Gizli tanık beyanı tek başına delil kabul edilir mi? Gizli tanıklık hukuka uygun mu, bu alanda ne gibi ihlaller ortaya çıkıyor, gizli tanıklık gerekli mi, yargılamalara ne gibi değişiklikler getirdi?
Halkın Hukuk Bürosu, bu soruların cevaplarını veren bir rapor hazırladı: "Örneklerle Gizli Tanık İstismarı."
Raporda, Ceza Muhakemeleri Kanunu'nda (CMK) 58. maddenin 2. ve 3. fıkralarıyla düzenlenen gizli tanıklığın sebebi olarak gösterilen "tanığı koruma" gerekçesinin makul olmadığı, zaten 5627 Sayılı Tanık Koruma Kanunu'nun bu işlevi gördüğü belirtiliyor.
Siyasi yargılamalarda sıkça kullanılan gizli tanıklığın amacının "delil yaratmak" olduğu vurgulanıyor.
"Tanık beyanı sübjektif bir delildir. Bir de bu tanığın kimliğinin, fiziki ve kişisel özelliklerinin gizlenmesi bu vasıtayı tamamen etkisiz hale getirir."
Özel yetkiliye, "özel tanık"
Halkın Hukuk Bürosu, doğası gereği adil yargılanma hakkına zarar veren ve savunma hakkını önemli ölçüde kullanılamaz hale getiren gizli tanıklığın sıradan bir duruma dönüştüğünü vurguladı.
"Özellikle son üç yıldır özel yetkili mahkemelerde görülen tüm davaların gizli tanıklar üzerine inşa edildiğini söylemek mümkün."
"Yargılamalar; beyanlarının nerede, nasıl, hangi koşullarda alındığı bilinmeyen, sorgulanamayan, söylediği bilgiyi nasıl elde ettiği öğrenilmeyen, beyanlarının doğruluğu/inandırıcılığı tartışılamayan, yargılama makamlarının dahi çoğunlukla doğrudan temas edemediği, yalnızca polis tarafından dinlenen kişinin beyanları üzerine şekilleniyor."

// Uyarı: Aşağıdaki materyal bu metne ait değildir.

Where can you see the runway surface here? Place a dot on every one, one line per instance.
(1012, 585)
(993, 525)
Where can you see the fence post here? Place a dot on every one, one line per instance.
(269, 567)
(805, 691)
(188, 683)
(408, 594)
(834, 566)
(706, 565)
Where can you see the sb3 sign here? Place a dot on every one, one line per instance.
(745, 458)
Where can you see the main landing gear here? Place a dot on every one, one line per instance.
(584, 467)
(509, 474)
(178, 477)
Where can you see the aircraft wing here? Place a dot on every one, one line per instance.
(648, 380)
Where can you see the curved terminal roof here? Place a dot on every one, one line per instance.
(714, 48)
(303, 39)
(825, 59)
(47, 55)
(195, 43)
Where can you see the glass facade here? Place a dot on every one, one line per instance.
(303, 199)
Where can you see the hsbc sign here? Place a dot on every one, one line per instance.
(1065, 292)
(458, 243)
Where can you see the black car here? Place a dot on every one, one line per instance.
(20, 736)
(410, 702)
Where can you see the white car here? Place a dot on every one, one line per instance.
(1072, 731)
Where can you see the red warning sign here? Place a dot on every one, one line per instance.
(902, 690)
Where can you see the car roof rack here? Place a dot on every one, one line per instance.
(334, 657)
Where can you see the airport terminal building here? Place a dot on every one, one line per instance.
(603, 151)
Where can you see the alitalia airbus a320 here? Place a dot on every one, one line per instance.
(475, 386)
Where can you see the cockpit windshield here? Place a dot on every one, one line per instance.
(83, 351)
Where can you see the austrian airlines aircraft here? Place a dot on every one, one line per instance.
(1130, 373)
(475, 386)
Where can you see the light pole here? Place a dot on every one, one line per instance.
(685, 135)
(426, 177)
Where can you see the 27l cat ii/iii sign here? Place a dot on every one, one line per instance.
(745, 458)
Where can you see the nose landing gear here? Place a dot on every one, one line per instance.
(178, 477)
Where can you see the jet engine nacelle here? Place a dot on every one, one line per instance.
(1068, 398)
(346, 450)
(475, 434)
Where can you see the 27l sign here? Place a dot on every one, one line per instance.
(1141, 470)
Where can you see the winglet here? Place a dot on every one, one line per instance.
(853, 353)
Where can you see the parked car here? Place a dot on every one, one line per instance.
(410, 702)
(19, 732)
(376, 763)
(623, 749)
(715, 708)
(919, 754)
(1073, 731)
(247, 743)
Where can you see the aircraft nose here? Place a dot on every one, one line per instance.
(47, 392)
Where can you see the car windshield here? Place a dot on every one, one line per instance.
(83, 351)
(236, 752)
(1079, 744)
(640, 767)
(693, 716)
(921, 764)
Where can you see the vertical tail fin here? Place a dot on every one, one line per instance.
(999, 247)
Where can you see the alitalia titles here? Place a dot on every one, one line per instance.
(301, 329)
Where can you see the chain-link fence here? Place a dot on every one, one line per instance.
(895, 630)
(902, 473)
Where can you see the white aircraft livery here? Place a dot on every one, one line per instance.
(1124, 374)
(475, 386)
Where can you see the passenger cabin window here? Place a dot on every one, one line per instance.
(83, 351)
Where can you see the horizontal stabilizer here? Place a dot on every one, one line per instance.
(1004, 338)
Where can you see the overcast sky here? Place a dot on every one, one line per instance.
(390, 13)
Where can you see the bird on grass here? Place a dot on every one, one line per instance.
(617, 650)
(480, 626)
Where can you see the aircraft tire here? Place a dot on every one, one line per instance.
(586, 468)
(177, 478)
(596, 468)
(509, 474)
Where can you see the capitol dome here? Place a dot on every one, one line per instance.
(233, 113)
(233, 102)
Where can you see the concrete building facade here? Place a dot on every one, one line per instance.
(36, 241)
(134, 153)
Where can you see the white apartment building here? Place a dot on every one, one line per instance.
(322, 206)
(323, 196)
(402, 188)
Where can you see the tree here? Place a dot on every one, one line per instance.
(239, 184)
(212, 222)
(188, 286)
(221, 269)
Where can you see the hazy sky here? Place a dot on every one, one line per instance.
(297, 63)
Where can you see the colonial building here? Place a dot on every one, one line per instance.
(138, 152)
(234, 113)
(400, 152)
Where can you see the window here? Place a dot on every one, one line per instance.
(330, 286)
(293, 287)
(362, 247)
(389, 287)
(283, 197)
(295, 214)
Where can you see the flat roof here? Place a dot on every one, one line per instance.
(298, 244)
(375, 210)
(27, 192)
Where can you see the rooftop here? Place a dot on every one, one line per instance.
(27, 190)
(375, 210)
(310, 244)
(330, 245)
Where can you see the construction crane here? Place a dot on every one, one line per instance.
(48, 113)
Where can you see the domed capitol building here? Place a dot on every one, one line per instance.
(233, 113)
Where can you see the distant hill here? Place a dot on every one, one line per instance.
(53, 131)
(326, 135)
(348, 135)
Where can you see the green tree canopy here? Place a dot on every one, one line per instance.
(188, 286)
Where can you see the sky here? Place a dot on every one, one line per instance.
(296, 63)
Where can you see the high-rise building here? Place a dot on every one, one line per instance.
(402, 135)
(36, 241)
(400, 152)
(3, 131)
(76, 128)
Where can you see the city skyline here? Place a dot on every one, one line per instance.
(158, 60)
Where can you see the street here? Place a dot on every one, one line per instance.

"Yalnızca bu beyanlarla insanlar aylarca, yıllarca tutuklu olarak yargılanıyor, hapis cezası alıyor."
"Tanık duruşmada dinlenmeli"
Raporda, soruşturma aşamasında savcı veya polise verilen ifadenin mahkemede okunmasının, "tanıklık" olarak kabul edilemeyeceği de belirtildi.
"Gizli tanıkların ilk ifadesi çoğunlukla soruşturma aşamasında ve polisler tarafından alınıyor."
"Tanığın o andaki ruh hali, dış görünümü, mimikleri, yüz ifadesi, tepkileri, sesinin tonu, hal ve tavrı, söylediklerinin değerlendirilmesi açısından çok önemlidir, dolayısıyla kararı verecek olan mahkemenin, kişiyi bizzat dinlemesi gerekir."
Özellikle, davadaki tek delilin tanık beyanı olduğu hallerde, tanığın duruşmada dinlenmesi gerektiği ifade edildi.
Şikayetçi, "tanık" oldu!
Raporda, gizli tanıklık uygulamasının "istismar edildiğine" yönelik örnekler de verildi.
"Sanığı gizli tanık olarak dinleyen polis ve buna izin veren savcı suç işlemiş olur. Ancak İstanbul 11 Ağır Ceza Mahkemesi'nde görülen bir davada, sanık Y.E.T. gizli tanık yapılarak ifadesi ikinci kez alındı. Gerçek, Y.E.T.'nin duruşmadaki açıklamalarıyla ortaya çıktı."
Rapordaki başka bir örnekte de şikayetçi, "gizli tanık" oluyor. İstanbul 12. Ağır Ceza Mahkemesi'nde görülen davada, T.Y. ve R.Y. isimli şikayetçiler, Gizli Tanık-1 ve Gizli Tanık-2 adıyla tanık olarak da ifade veriyor.
"Şikayetçi suçtan zarar gördüğünü iddia eden kişi olduğundan sanıkların cezalandırılmasını ister, taraflı davranır. Şikayetçinin tanık olması hukuka da kanuna da aykırı. Ayrıca, davada şikayetçi olarak açık kimliğiyle yer aldığından, 'gizli tanık' olarak kimliğini gizlemesinin pratik bir yararı da bulunmuyor."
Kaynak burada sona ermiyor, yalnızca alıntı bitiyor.